While ligament injuries are common for athletes, this injury can come about in a number of ways. Twisting your knee when your foot is planted, quickly shifting your weight from one leg to the other, and forcefully hitting your knee on a hard object are just some of the ways this type of injury can occur. In mild cases, rest and icing can resolve the issue. In more serious cases, ligament reconstruction may be necessary.
Rheumatoid arthritis is an autoimmune condition that causes the body to fight itself. When it impacts the knee, the tissue around the knee increases in its thickness and becomes inflamed. Over time, this inflammation can cause the knee cartilage to deteriorate.

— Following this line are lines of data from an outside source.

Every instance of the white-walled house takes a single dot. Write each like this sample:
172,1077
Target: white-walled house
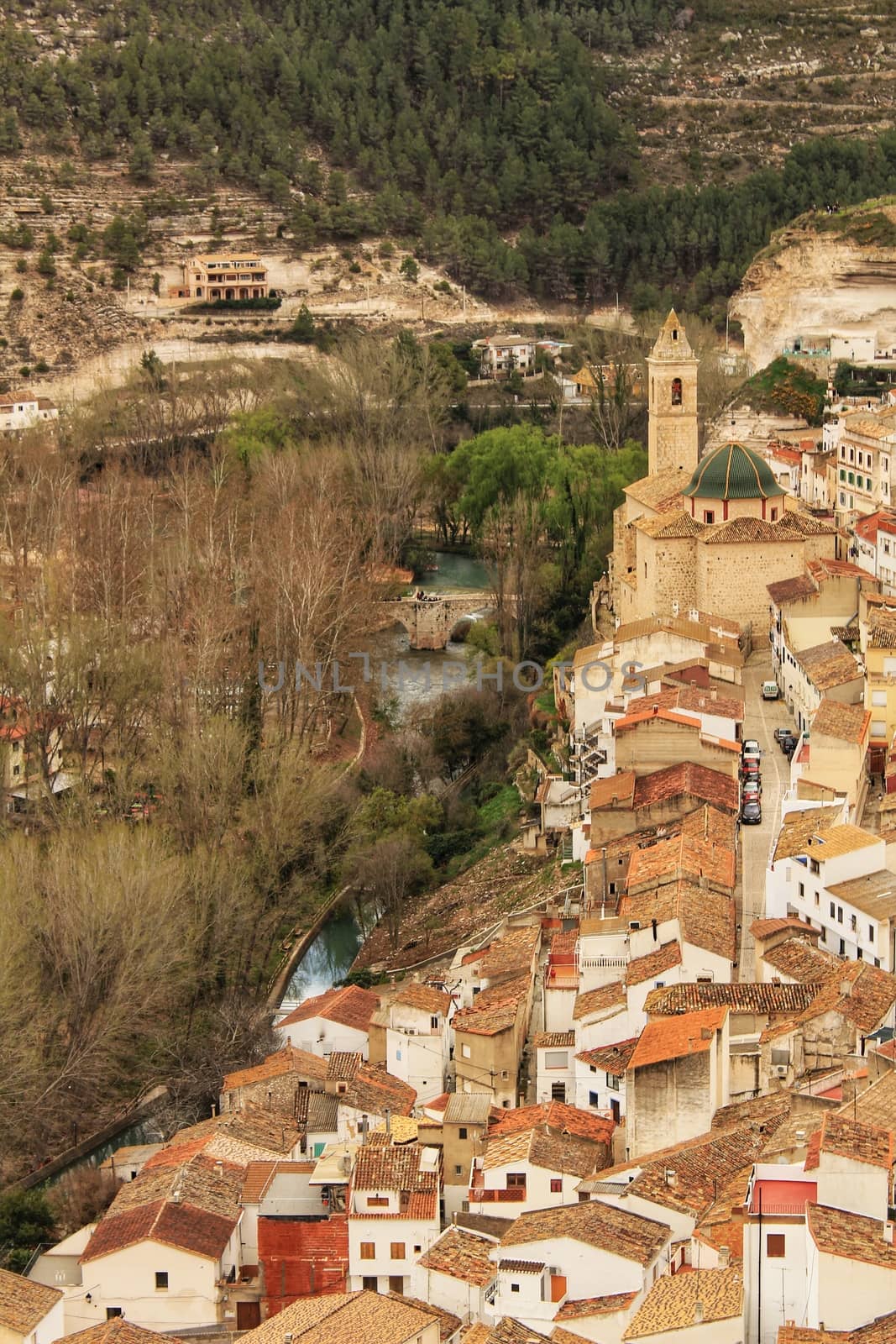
338,1021
458,1276
29,1314
392,1215
163,1249
575,1252
411,1035
705,1308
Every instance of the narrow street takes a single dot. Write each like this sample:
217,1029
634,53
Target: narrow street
761,719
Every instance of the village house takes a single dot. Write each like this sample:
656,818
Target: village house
705,1308
678,1079
490,1038
222,276
410,1035
392,1215
364,1316
338,1019
836,878
24,410
459,1135
458,1276
500,356
29,1314
575,1252
535,1167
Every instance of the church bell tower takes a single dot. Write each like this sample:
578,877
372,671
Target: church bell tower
672,401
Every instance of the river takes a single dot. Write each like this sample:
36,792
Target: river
333,951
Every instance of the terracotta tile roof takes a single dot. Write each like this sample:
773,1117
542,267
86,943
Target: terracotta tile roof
653,964
597,1225
392,1168
616,790
553,1039
495,1010
598,1000
555,1115
286,1061
673,1038
611,1059
846,722
705,918
118,1331
672,1301
349,1007
461,1256
343,1065
766,927
336,1317
553,1151
685,857
828,664
23,1304
375,1090
425,998
878,1104
688,779
582,1307
846,1137
849,1236
741,996
183,1226
661,491
799,960
790,591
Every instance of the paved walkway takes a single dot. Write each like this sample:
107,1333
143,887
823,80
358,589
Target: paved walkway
761,719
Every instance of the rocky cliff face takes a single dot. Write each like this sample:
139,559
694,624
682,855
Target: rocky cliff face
819,277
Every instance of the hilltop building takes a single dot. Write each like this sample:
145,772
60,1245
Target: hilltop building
703,534
222,276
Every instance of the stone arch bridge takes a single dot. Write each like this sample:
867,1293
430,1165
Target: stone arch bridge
430,620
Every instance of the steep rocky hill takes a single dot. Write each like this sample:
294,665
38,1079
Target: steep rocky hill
824,273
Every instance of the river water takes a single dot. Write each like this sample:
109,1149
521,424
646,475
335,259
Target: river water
332,953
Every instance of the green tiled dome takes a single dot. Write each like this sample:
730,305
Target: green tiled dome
732,472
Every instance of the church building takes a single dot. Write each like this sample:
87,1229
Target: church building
707,534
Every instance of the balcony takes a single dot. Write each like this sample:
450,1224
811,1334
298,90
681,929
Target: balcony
479,1195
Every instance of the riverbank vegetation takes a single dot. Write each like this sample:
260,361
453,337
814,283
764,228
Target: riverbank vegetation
183,800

In addition to pain, this form of arthritis can also lead to warmth and stiffness around your knee. There are medications you can take to treat this condition. Knee replacement surgery is an option in severe cases. Unfortunately, medical research has been unable to come up with a clear cause for this disease.
Another condition that can cause pain is a cartilage tear. Cartilage is the flexible but hard tissue that overlays the ends of the bones. When there is a tear in this material, this is known as a meniscus tear. The meniscus is the part of the cartilage that provides both stability and cushion for the knee. When you damage this tissue, it causes pain.
A cartilage tear can come about when practicing poor posture during physically grueling activities like running or simply because of age, with close to half of all cases occurring in people over the age of 65. In addition to pain, swelling around the knee is also common.